From: korantwork@gmail.com
To: helgaas@kernel.org, nirmal.patel@linux.intel.com,
kbusch@kernel.org, jonathan.derrick@linux.dev,
lpieralisi@kernel.org
Cc: linux-pci@vger.kernel.org, linux-kernel@vger.kernel.org,
Xinghui Li <korantli@tencent.com>
Subject: [PATCH v5] PCI: vmd: Add the module param to adjust MSI mode
Date: Thu, 20 Apr 2023 15:09:14 +0800 [thread overview]
Message-ID: <20230420070914.1383918-1-korantwork@gmail.com> (raw)
From: Xinghui Li <korantli@tencent.com>
In the past, the vmd MSI mode can only be adjusted by configuring
vmd_ids table.
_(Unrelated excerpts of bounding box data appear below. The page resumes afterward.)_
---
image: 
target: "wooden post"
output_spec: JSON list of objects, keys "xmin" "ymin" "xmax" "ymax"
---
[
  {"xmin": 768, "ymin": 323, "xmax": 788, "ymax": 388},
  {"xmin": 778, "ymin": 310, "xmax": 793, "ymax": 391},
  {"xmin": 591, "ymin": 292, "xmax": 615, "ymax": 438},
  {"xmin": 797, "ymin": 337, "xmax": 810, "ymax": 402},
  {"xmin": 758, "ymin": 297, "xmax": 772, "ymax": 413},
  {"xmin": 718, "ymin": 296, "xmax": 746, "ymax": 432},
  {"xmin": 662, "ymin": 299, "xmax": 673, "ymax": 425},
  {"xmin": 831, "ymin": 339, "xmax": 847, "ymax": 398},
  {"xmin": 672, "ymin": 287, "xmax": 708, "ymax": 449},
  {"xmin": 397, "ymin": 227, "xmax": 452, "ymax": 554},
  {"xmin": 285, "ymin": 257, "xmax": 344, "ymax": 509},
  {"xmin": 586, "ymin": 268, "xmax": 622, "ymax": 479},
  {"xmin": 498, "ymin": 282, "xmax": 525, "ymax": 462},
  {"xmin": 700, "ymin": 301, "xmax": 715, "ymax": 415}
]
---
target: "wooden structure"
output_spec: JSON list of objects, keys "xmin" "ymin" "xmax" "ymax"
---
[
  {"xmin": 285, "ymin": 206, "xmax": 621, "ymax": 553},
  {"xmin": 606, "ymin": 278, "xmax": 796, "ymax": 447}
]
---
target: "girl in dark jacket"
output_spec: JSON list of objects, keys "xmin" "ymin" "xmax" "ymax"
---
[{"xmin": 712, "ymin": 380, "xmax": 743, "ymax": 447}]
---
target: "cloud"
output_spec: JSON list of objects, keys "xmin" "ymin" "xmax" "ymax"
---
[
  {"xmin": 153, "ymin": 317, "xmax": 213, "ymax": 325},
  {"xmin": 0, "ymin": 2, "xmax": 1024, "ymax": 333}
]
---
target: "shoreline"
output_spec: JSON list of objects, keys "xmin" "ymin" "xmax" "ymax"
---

This patch adds another way to adjust MSI mode by
adjusting module parameter, which allows users easier to adjust the vmd
according to the I/O scenario without rebuilding driver.
- "disable_msi_bypass=0 or other values":
Under normal circumstances, we recommend enable the VMD MSI-X bypass
feature, which improves interrupt handling performance by avoiding
the VMD MSI-X domain interrupt handler.
- "disable_msi_bypass=1":
Use this when multiple NVMe devices are mounted on the same PCIe
node with a high volume of 4K random I/O. It mitigates excessive
pressure on the PCIe node caused by numerous interrupts from NVMe
drives, resulting in improved I/O performance. Such as:
In FIO 4K random test when 4 NVME(Gen4) mounted on the same PCIE port:
- Enable bypass: read: IOPS=562k, BW=2197MiB/s, io=644GiB
- Disable bypass: read: IOPS=1144k, BW=4470MiB/s, io=1310GiB
As not all devices support VMD MSI-X bypass, this parameter is
only applicable to devices that support the bypass function and
have already enabled it, such as VMD_28C0. Besides, this parameter
does not affect the MSI-X working mode in guest.
Signed-off-by: Xinghui Li <korantli@tencent.com>
---
drivers/pci/controller/vmd.c | 29 +++++++++++++++++++++++++++++
1 file changed, 29 insertions(+)
diff --git a/drivers/pci/controller/vmd.c b/drivers/pci/controller/vmd.c
index 990630ec57c6..8ee673810cbf 100644
--- a/drivers/pci/controller/vmd.c
+++ b/drivers/pci/controller/vmd.c
@@ -34,6 +34,20 @@
#define MB2_SHADOW_OFFSET 0x2000
#define MB2_SHADOW_SIZE 16
+/*
+ * The VMD disable_msi_bypass module parameter provides the alternative
+ * way to adjust MSI mode when loading vmd.ko. This parameter is only applicable
+ * to devices that both support and have enabled bypass, such as VMD_28C0.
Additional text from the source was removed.